You can now make soft-layered and fluffy Pooris at home.
Poori and Masala are famous South Indian breakfast combo. Hot #Pooris can be served with Kizhangu Masala or #PotatoMasala. In this video, learn how to make both #Pooris and #KizhanguMasala.
Poori Masala Recipe:
Wheat Flour – 1 ½ Cup
Rava – 1 tsp
Oil – 1 tsp
Salt – To Taste
Water – As Needed
Oil – To Deep-fry
Potato (medium-sized) – 4 nos
Water – 3 Cups + 2 Cups
Oil – 2 tbsp
Mustard Seeds – ½ tsp
Chana Dal – 2 tsp
Asafoetida – 1 pinch
Ginger – 1 inch
Green Chilli (finely chopped) – 3 nos
Curry Leaves – 10 nos
Cashew – 5 nos
Onion – 2 no
Tomato – 1 no
Turmeric Powder – 1 tsp
Besan Flour – 1 tbsp
Salt – To Taste
Coriander Leaves – ¼ Cup
1. To make the masala, boil 3 potatoes with 3 cups of water in a pressure cooker for 6 whistles.
2. Peel the potatoes and crumble them.
3. Heat a pan, add oil, mustard seeds, channa dal, asafoetida and allow the mustard seeds to splutter.
4. Add chopped ginger, chopped green chilli and curry leaves.
5. Add the cashews.
6. Add the thinly sliced onions and cook until the onions are translucent.
7. Add the chopped tomatoes, salt, turmeric powder and cook until the tomatoes are mushy.
8. Add 2 cups of water and simmer for a minute.
9. Add the besan flour and mix.
10. Add the cooked potatoes and stir.
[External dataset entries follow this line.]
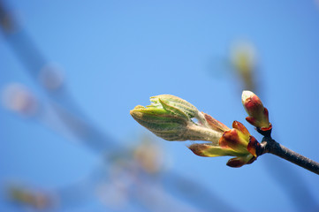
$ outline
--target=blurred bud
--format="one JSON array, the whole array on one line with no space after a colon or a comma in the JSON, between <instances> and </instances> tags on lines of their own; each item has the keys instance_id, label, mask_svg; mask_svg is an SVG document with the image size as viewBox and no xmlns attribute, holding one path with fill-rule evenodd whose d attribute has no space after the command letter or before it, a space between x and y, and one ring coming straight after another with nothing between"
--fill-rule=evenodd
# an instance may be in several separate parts
<instances>
[{"instance_id":1,"label":"blurred bud","mask_svg":"<svg viewBox=\"0 0 319 212\"><path fill-rule=\"evenodd\" d=\"M48 90L57 90L63 86L64 76L57 65L45 65L40 72L39 80Z\"/></svg>"},{"instance_id":2,"label":"blurred bud","mask_svg":"<svg viewBox=\"0 0 319 212\"><path fill-rule=\"evenodd\" d=\"M260 144L241 123L234 121L232 127L224 132L218 144L193 144L188 148L199 156L235 156L227 163L231 167L253 163L260 152Z\"/></svg>"},{"instance_id":3,"label":"blurred bud","mask_svg":"<svg viewBox=\"0 0 319 212\"><path fill-rule=\"evenodd\" d=\"M4 106L23 115L34 115L38 110L35 97L20 84L10 84L3 90Z\"/></svg>"},{"instance_id":4,"label":"blurred bud","mask_svg":"<svg viewBox=\"0 0 319 212\"><path fill-rule=\"evenodd\" d=\"M271 129L271 124L269 121L268 110L263 107L259 97L251 91L243 91L241 101L244 108L248 114L246 120L262 131Z\"/></svg>"},{"instance_id":5,"label":"blurred bud","mask_svg":"<svg viewBox=\"0 0 319 212\"><path fill-rule=\"evenodd\" d=\"M132 117L156 135L167 140L210 140L217 142L222 132L208 127L204 115L194 105L174 95L150 97L151 105L136 106ZM194 123L192 118L197 118Z\"/></svg>"},{"instance_id":6,"label":"blurred bud","mask_svg":"<svg viewBox=\"0 0 319 212\"><path fill-rule=\"evenodd\" d=\"M133 157L141 167L148 173L158 173L161 170L163 151L158 145L151 140L143 141L134 149Z\"/></svg>"},{"instance_id":7,"label":"blurred bud","mask_svg":"<svg viewBox=\"0 0 319 212\"><path fill-rule=\"evenodd\" d=\"M243 80L246 89L254 90L256 54L254 46L249 42L240 42L232 47L231 53L232 64Z\"/></svg>"},{"instance_id":8,"label":"blurred bud","mask_svg":"<svg viewBox=\"0 0 319 212\"><path fill-rule=\"evenodd\" d=\"M38 209L44 209L53 206L50 197L44 193L19 186L11 186L8 192L11 201L16 203L26 204Z\"/></svg>"}]
</instances>

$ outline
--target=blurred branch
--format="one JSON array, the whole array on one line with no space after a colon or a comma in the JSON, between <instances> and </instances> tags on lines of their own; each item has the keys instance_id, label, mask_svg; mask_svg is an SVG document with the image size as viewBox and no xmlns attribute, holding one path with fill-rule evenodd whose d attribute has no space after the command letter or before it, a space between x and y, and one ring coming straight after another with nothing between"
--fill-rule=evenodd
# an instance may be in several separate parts
<instances>
[{"instance_id":1,"label":"blurred branch","mask_svg":"<svg viewBox=\"0 0 319 212\"><path fill-rule=\"evenodd\" d=\"M33 79L37 80L41 75L41 71L43 66L47 64L47 60L41 53L41 51L36 48L36 45L32 41L32 39L28 36L26 31L24 31L17 23L17 21L12 17L11 13L7 11L4 7L4 2L0 0L0 25L2 27L2 31L4 32L4 35L7 40L8 43L11 45L17 57L25 65L26 70L30 73ZM43 86L43 85L42 85ZM43 88L43 87L42 87ZM60 84L58 87L54 87L54 89L48 89L48 87L44 85L46 88L47 95L49 97L53 109L57 117L65 124L65 127L72 132L73 132L77 137L85 141L87 146L95 149L97 153L100 154L109 154L111 153L114 149L125 149L119 146L117 140L110 138L105 133L101 132L96 126L95 126L87 116L84 114L84 112L80 110L78 104L73 101L73 98L69 94L66 89L65 85ZM109 154L110 155L110 154ZM110 162L110 158L108 158L108 162ZM104 173L104 172L103 172ZM104 173L105 174L105 173ZM174 187L175 185L180 185L180 180L177 177L174 172L165 172L165 177L170 178L170 187ZM104 178L105 175L102 177ZM151 178L151 175L147 175L147 178ZM90 191L92 186L98 183L101 183L100 178L94 178L94 184L90 184L89 186L84 186L84 190L80 191ZM145 180L142 180L143 183ZM225 208L225 204L220 204L219 201L215 201L216 195L212 195L211 192L209 193L204 189L204 186L201 185L194 184L192 180L186 180L187 182L188 186L195 186L197 191L201 191L199 195L205 196L205 199L201 199L197 203L201 208L204 208L206 210L209 210L209 208ZM161 181L160 181L161 182ZM86 183L87 185L87 183ZM152 187L152 184L145 185L148 187ZM66 189L62 189L60 194L60 198L64 200L67 200L67 197L73 194L80 194L79 190L76 188L80 187L80 185L75 185L73 186L70 186ZM202 189L201 189L202 187ZM139 185L137 185L137 188L139 188ZM88 189L88 190L87 190ZM93 191L93 190L91 190ZM133 189L131 195L133 197L138 197L139 190ZM196 191L196 190L195 190ZM17 200L25 200L23 195L20 195L18 193L14 193ZM19 195L16 195L16 194ZM180 195L185 196L189 202L193 201L193 197L189 195L186 195L187 193L184 193L183 192L179 193ZM197 193L194 192L193 194L195 195ZM76 196L76 195L73 195ZM145 200L149 197L148 189L145 190L144 197ZM33 200L33 198L31 198ZM141 198L138 198L138 201L141 201ZM27 201L23 201L23 202L29 202L29 199ZM60 201L64 201L60 200ZM137 200L137 199L136 199ZM218 199L219 200L219 199ZM83 202L80 201L78 202ZM158 206L163 206L163 202L157 204ZM145 201L143 202L145 204ZM205 207L202 207L202 206ZM218 207L219 206L219 207ZM230 204L227 203L228 208L231 208ZM227 207L226 207L227 208Z\"/></svg>"}]
</instances>

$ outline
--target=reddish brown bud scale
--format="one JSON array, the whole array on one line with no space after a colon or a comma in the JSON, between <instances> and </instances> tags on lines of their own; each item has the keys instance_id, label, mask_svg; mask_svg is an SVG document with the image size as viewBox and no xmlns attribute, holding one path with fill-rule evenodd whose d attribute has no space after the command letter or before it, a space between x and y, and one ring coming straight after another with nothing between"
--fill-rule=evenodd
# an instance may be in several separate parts
<instances>
[{"instance_id":1,"label":"reddish brown bud scale","mask_svg":"<svg viewBox=\"0 0 319 212\"><path fill-rule=\"evenodd\" d=\"M233 121L232 127L235 129L238 129L239 131L240 131L241 132L243 132L246 135L249 135L248 130L240 122Z\"/></svg>"},{"instance_id":2,"label":"reddish brown bud scale","mask_svg":"<svg viewBox=\"0 0 319 212\"><path fill-rule=\"evenodd\" d=\"M239 137L238 132L235 129L232 129L224 132L222 138L219 140L219 146L221 148L236 148L239 145Z\"/></svg>"},{"instance_id":3,"label":"reddish brown bud scale","mask_svg":"<svg viewBox=\"0 0 319 212\"><path fill-rule=\"evenodd\" d=\"M206 114L204 112L201 112L201 113L204 115L204 117L205 117L207 123L209 125L211 129L216 130L220 132L224 132L229 130L229 128L225 125L217 121L216 119L215 119L209 114Z\"/></svg>"},{"instance_id":4,"label":"reddish brown bud scale","mask_svg":"<svg viewBox=\"0 0 319 212\"><path fill-rule=\"evenodd\" d=\"M240 157L232 158L226 163L226 165L232 167L232 168L239 168L245 164L246 164L246 163Z\"/></svg>"},{"instance_id":5,"label":"reddish brown bud scale","mask_svg":"<svg viewBox=\"0 0 319 212\"><path fill-rule=\"evenodd\" d=\"M260 149L260 143L257 141L257 140L254 136L249 137L249 143L247 145L247 150L250 152L251 155L257 157L258 152Z\"/></svg>"},{"instance_id":6,"label":"reddish brown bud scale","mask_svg":"<svg viewBox=\"0 0 319 212\"><path fill-rule=\"evenodd\" d=\"M188 148L198 156L207 156L206 155L202 154L202 152L203 150L209 148L209 147L205 144L192 144L188 147Z\"/></svg>"}]
</instances>

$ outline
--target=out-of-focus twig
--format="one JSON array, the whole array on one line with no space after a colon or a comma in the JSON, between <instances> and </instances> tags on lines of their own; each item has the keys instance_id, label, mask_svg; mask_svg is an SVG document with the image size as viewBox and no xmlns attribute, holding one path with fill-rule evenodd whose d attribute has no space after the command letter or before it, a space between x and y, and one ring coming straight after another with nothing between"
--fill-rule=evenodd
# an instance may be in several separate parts
<instances>
[{"instance_id":1,"label":"out-of-focus twig","mask_svg":"<svg viewBox=\"0 0 319 212\"><path fill-rule=\"evenodd\" d=\"M18 22L14 19L14 17L12 17L11 13L10 13L5 8L2 0L0 0L0 25L5 39L12 48L18 58L25 65L26 70L30 73L33 79L38 80L39 76L41 76L41 70L42 70L42 68L48 64L47 60L39 49L36 48L34 42L32 41L31 37L28 36L27 33L19 26ZM46 80L44 80L44 82ZM119 146L118 142L107 136L104 132L101 132L98 127L92 124L93 122L89 120L88 117L79 109L78 104L73 101L73 98L67 91L65 85L57 85L58 86L53 87L54 89L52 89L52 87L46 87L45 85L44 87L46 88L46 93L57 116L60 117L65 127L70 132L73 132L80 140L83 140L89 148L95 149L100 154L108 154L112 152L114 149L124 149ZM110 162L110 158L108 158L108 162ZM106 173L103 172L103 174ZM178 185L179 182L178 178L176 178L176 175L173 172L168 171L165 172L164 175L168 178L171 178L171 187L175 186L175 185ZM105 175L102 176L102 178L105 178ZM147 178L151 178L151 175L147 175ZM92 189L92 187L95 187L94 185L95 185L95 183L101 183L100 179L101 178L90 179L94 180L95 183L91 185L92 186L84 187L84 191L87 192ZM161 183L161 181L158 182ZM187 180L188 186L192 186L192 184L193 182L191 180ZM76 188L79 188L80 186L70 186L69 188L63 189L60 193L57 193L60 194L60 197L63 198L60 201L67 200L67 197L70 196L70 193L77 193ZM145 186L146 188L148 186L152 187L152 184L145 185ZM201 186L202 186L198 184L196 185L197 188ZM133 189L131 195L138 197L138 193L139 193L136 189ZM196 192L194 192L193 193L195 195ZM144 194L143 200L141 198L136 199L141 202L144 201L143 204L145 204L148 200L148 189L145 189ZM179 194L183 196L185 193L179 193ZM214 201L216 195L212 196L211 192L209 193L202 189L201 190L201 195L207 197L207 199L201 199L200 202L197 202L197 205L199 205L200 208L202 208L205 210L209 210L209 208L218 207L219 202L217 201ZM14 196L19 197L17 195ZM18 199L20 200L20 198ZM186 195L185 199L186 199L188 202L194 203L192 197L189 197L189 195ZM206 207L202 207L203 205ZM227 205L229 206L229 203ZM161 204L158 204L158 206L161 206ZM220 205L221 208L224 207L224 204Z\"/></svg>"}]
</instances>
Cover and simmer this for 5 mins.
11. Add the chopped coriander leaves and mix well.
12. To make the Poori In a mixing bowl, add wheat flour, Rava and salt.
13. Add water in batches. Knead it into a stiff dough.
14. Add oil and continue kneading.
15. Divide the dough into even-sized balls.
16. Using a rolling pin, roll it into a round poori.
17. Heat oil in a deep frying pan and fry the poori. Repeat this for all the dough balls.
18. Serve the Pooris with potato masala.